I fired up the TS-8000 again and turned the flame on the wood. I kept from spending too much time roasting near the inlays to avoid re-melting the solder. I gave the piece a dark, overall char and cooked some areas more than others to vary the effect.
Next, I hit the surface with a random orbital sander and chewed most of the burned areas right back down. I varied the depth slightly to reveal some of the deeper layer of plywood grain.
With a ton of color variation and texture showing from my artificial weathering process, I wiped on some antique walnut stain, a combination polyurethane and stain product.
I overcoated the entire piece, metal and all. After the first coat, the distressed wood looked colorful and rich. The metal became dull, beneath the coat of stain.
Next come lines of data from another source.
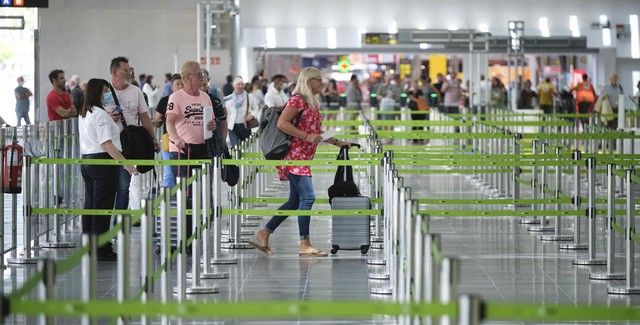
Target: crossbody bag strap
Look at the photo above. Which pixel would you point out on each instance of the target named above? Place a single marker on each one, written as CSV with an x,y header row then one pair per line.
x,y
115,100
246,112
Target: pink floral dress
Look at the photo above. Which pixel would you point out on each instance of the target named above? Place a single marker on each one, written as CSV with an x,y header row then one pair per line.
x,y
309,121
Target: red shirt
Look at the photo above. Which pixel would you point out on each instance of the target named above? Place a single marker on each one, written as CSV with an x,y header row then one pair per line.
x,y
309,121
55,100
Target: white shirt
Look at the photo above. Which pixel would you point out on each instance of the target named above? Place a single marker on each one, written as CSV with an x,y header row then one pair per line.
x,y
482,93
96,128
152,95
132,102
236,115
274,97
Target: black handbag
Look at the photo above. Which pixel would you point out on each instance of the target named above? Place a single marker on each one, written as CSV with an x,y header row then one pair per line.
x,y
241,131
136,141
343,184
216,146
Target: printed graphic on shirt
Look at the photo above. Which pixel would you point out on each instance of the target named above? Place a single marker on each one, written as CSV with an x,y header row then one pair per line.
x,y
193,113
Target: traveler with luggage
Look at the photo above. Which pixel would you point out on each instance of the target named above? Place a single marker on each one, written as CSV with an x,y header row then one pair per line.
x,y
585,97
302,121
241,107
186,124
99,139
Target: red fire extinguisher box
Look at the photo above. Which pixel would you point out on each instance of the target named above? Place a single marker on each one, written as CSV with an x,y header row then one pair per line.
x,y
12,168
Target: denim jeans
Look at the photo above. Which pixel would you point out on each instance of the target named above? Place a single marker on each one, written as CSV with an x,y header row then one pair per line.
x,y
122,191
100,189
168,178
301,197
22,114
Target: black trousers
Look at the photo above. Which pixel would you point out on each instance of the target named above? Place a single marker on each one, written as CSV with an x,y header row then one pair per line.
x,y
100,184
187,171
583,108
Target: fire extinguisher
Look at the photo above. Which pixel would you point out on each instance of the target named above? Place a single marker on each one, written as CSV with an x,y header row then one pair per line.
x,y
12,167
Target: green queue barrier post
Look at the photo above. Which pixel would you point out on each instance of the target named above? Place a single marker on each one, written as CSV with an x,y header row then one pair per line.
x,y
180,290
218,258
58,220
610,273
534,188
630,287
27,254
235,240
576,244
210,241
543,226
197,287
591,214
123,269
383,228
47,287
557,193
89,272
377,236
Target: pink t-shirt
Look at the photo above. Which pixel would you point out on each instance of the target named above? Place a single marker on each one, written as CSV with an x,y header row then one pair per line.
x,y
309,121
189,111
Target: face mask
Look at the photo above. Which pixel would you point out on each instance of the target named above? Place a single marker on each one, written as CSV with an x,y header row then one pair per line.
x,y
107,98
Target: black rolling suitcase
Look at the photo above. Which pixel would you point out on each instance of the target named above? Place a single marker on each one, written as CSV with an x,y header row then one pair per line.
x,y
348,232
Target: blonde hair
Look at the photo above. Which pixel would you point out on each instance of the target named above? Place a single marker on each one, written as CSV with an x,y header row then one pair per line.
x,y
187,67
302,86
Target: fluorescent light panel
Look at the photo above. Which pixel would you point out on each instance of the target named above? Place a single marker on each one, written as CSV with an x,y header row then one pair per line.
x,y
574,26
301,37
606,37
331,38
361,32
635,36
603,20
393,29
543,25
270,33
244,63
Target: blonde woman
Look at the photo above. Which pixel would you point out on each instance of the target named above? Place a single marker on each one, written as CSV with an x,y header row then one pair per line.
x,y
301,120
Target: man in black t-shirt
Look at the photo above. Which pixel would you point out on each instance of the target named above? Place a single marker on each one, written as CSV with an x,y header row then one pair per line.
x,y
227,89
159,120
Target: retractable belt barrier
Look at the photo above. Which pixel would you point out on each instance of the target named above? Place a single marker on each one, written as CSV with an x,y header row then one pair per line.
x,y
421,280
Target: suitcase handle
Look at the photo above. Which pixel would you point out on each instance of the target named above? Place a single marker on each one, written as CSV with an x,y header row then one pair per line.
x,y
357,145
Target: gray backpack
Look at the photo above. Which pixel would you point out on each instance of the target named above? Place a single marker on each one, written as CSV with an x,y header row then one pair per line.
x,y
273,142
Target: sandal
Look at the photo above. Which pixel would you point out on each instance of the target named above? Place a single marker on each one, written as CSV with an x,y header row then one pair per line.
x,y
264,249
314,253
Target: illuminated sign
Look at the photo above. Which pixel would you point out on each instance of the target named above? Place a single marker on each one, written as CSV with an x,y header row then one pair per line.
x,y
25,3
380,38
344,65
516,36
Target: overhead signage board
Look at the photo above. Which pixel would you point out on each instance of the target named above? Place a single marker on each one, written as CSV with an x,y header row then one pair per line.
x,y
380,39
24,3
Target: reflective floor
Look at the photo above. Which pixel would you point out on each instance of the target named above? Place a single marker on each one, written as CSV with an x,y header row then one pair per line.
x,y
500,261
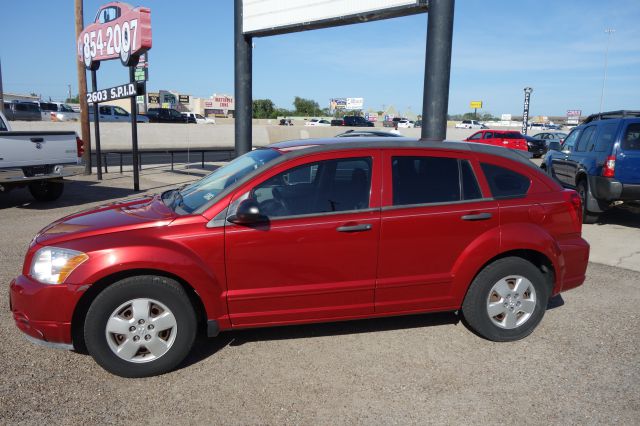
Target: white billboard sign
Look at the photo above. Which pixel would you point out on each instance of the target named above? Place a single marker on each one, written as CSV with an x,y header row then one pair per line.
x,y
266,17
354,103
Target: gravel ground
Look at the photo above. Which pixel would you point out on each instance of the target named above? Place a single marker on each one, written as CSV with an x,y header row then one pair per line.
x,y
581,366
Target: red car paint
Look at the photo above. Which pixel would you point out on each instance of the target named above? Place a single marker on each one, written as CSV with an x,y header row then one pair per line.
x,y
505,138
419,258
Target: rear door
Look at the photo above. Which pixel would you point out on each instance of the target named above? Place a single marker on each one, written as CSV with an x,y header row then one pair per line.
x,y
628,156
433,211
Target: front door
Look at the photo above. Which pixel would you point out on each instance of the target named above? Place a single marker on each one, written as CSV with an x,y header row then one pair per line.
x,y
316,256
434,212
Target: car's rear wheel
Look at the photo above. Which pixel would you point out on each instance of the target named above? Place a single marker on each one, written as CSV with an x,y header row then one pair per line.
x,y
583,191
140,326
46,190
506,300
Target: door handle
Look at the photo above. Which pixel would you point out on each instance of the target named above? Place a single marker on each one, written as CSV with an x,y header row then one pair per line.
x,y
477,216
354,228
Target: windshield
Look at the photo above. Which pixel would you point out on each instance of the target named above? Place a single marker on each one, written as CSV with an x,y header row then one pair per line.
x,y
194,196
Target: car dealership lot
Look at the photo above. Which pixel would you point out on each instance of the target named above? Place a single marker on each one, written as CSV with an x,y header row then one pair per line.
x,y
579,366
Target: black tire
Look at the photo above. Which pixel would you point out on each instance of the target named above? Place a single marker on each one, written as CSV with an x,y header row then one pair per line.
x,y
587,216
475,308
156,289
46,190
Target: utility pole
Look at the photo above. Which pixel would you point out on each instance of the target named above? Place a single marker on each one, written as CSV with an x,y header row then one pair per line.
x,y
82,93
609,31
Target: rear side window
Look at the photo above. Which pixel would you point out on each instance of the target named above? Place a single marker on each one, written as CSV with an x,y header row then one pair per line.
x,y
505,183
425,180
605,139
586,138
631,140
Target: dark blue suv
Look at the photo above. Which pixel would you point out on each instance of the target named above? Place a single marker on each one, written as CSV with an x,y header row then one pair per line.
x,y
601,160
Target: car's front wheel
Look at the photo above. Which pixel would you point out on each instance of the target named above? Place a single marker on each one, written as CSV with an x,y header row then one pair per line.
x,y
506,300
140,326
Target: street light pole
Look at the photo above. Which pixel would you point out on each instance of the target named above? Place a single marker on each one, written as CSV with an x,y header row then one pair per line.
x,y
609,31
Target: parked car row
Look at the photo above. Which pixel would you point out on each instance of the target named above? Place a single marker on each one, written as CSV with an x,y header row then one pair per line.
x,y
600,159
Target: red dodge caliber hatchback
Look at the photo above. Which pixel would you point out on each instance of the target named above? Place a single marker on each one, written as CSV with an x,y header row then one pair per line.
x,y
305,232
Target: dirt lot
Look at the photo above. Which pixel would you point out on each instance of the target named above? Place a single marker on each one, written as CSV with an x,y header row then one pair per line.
x,y
581,366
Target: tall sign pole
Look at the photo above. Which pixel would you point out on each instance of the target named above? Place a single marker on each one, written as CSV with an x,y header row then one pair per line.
x,y
1,91
437,70
525,112
82,95
243,71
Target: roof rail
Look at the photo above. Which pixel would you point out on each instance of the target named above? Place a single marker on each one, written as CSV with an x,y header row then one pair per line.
x,y
623,113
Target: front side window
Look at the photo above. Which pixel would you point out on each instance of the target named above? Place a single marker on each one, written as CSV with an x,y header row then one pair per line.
x,y
505,183
321,187
570,141
586,138
120,111
425,180
475,136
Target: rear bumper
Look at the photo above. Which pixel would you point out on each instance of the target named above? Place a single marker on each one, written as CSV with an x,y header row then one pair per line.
x,y
610,189
60,171
575,257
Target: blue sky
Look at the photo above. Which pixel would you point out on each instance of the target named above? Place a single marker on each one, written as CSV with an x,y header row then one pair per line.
x,y
499,47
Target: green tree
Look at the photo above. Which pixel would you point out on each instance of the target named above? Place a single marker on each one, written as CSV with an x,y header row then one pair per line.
x,y
306,107
263,108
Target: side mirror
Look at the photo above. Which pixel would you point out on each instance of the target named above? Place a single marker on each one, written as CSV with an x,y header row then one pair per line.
x,y
248,213
554,146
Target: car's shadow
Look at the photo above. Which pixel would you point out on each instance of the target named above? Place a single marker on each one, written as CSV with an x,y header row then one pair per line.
x,y
624,215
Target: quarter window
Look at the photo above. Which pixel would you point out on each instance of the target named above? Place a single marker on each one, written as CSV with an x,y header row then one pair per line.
x,y
316,188
505,183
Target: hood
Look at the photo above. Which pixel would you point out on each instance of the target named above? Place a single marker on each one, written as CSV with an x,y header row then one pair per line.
x,y
115,217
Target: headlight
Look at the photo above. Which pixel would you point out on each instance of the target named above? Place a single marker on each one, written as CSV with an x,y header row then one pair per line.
x,y
52,265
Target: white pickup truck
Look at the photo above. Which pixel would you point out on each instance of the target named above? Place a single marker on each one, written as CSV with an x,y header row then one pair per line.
x,y
38,160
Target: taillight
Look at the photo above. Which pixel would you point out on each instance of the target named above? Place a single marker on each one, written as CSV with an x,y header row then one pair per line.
x,y
609,169
80,146
575,208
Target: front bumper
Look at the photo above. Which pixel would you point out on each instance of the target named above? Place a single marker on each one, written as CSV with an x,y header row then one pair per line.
x,y
610,189
43,312
61,171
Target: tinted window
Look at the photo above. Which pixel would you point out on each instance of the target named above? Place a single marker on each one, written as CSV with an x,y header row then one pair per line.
x,y
510,135
315,188
421,180
586,138
470,188
631,139
505,183
570,141
120,111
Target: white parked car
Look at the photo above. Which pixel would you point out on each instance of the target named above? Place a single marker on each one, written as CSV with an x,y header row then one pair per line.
x,y
317,122
58,111
200,119
406,124
470,124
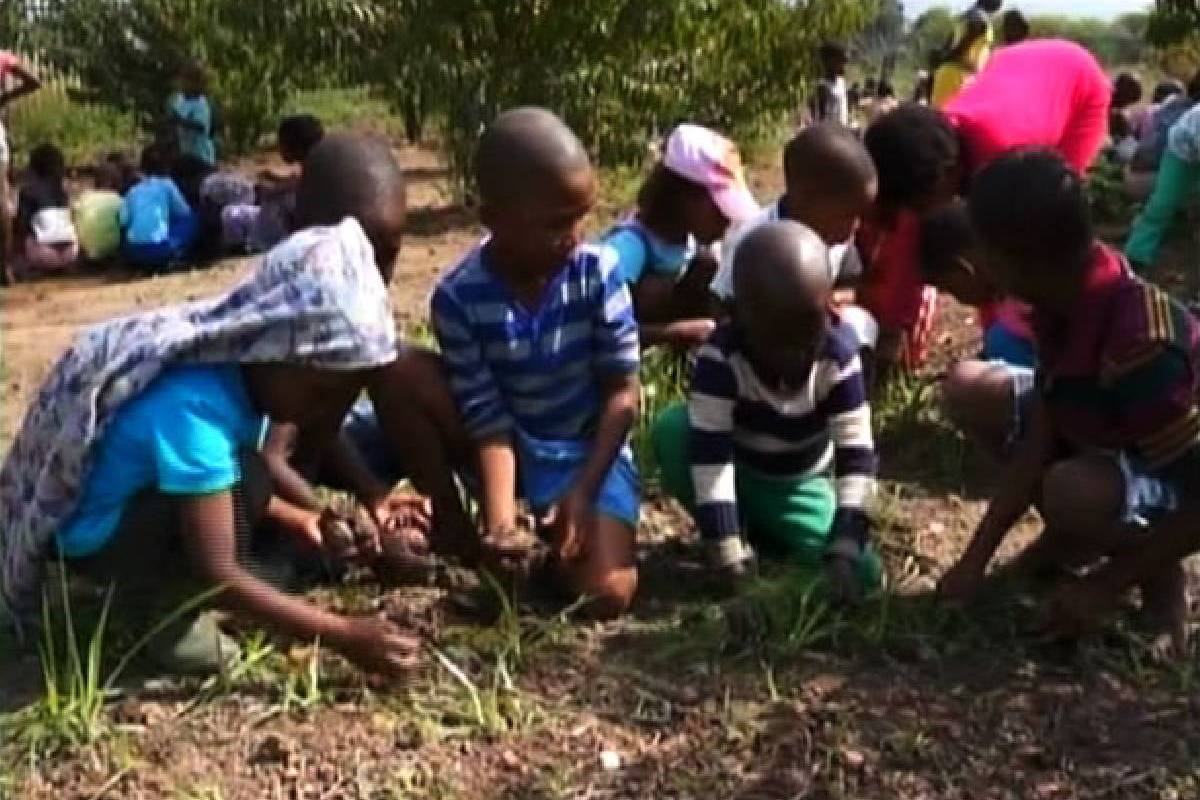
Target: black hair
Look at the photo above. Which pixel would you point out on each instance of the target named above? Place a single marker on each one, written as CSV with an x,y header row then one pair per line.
x,y
1032,206
156,160
1015,26
1165,90
299,134
1126,90
913,148
1119,125
47,162
828,160
946,235
663,198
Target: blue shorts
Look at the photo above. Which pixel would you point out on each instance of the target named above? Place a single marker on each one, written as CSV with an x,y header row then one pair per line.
x,y
546,469
1147,498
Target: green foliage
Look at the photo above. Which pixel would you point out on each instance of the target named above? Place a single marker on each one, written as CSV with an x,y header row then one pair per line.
x,y
84,131
258,53
1116,43
618,71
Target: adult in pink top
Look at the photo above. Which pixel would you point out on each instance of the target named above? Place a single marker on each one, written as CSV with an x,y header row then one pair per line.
x,y
1043,94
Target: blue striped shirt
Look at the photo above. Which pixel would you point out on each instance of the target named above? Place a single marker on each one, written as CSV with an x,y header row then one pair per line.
x,y
537,370
739,422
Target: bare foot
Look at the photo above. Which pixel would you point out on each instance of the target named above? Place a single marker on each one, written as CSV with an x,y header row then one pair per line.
x,y
1164,613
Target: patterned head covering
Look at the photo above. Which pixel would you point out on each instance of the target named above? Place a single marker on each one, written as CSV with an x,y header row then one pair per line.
x,y
317,299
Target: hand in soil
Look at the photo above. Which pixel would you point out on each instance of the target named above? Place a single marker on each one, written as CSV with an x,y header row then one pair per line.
x,y
379,647
960,583
844,585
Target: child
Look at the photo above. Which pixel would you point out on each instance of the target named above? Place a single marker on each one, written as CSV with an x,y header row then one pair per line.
x,y
688,203
157,223
168,499
1111,449
1177,178
43,214
831,102
11,67
539,337
97,215
777,400
829,185
191,115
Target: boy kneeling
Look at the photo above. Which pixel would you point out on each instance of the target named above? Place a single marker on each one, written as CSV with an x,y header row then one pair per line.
x,y
778,398
1111,452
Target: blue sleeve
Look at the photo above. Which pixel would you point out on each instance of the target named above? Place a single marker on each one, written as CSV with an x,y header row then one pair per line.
x,y
195,452
617,348
179,206
472,383
631,254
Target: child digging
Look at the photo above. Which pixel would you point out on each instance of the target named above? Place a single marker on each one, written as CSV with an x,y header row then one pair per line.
x,y
778,400
685,205
1111,451
138,463
829,185
540,341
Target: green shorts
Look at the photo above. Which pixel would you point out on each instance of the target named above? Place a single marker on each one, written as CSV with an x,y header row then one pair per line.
x,y
783,518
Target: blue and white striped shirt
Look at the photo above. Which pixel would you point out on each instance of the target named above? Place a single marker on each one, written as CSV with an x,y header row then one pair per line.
x,y
537,370
739,422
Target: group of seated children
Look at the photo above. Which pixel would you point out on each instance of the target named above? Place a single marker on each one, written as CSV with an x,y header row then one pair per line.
x,y
535,391
147,217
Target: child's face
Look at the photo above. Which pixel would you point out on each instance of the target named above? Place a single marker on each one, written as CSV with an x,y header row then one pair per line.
x,y
783,346
834,218
706,222
538,234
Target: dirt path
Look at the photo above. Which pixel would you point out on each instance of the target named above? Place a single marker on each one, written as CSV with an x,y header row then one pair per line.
x,y
684,698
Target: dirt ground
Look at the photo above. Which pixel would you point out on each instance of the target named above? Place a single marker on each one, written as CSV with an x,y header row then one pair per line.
x,y
684,698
After a couple coats of stain dried, I gave them a quick, hand-sanding with 220 grit sandpaper. I paid special attention to cleaning the stain off the metal inlay. It brightened right back up.
Once the piece was sanded down again, I cleaned off the dust and applied a thick coat of the marine varnish I'd used on my pallet wood pirate flag project to create a monolithic surface. It filled the little cracks and splits I'd created in the aging process.
When the lacquer dried I gave it a quick rubdown with a fine#0 3M sanding pad to take out little blemishes, bubbles and streaks. I cleaned it up with a damp rag.
Building the Lap Pad
I don't have a clue how to sew, but I've came up with a working method to make a comfortable, good-looking lap pad. I started by cutting a piece of craft store simple foam cushion with our kitchen scissors. I sized it a couple inches smaller than the desktop.
I laid a thin piece of hardboard (leftover beadboard from the closet built-in project) on top to the foam pad and stretched some light green fabric around it tightly. I used heavy staples around the entire perimeter and cut off the excess fabric. My hand stapler didn't quite drive the staples in all the way in so I hammered them.
I squoze nearly an entire tube of Liquid Nails Wood Project Adhesive on the back side of the pad. I kept it away from the edges to avoid squish-out, but let it flow out onto the fabric edge to lock it in place.
Reaching yet another point in the project when I have to leave it to dry, I put some weight on a piece of scrap wood to press the two pieces into the adhesive.
The Rustic Lap Desk with Decorative Metal Inlay
A few hours of drying time and it was complete. I set it down on the couch for a few minutes...
... and it was spotted by a gremlin who snatched it up.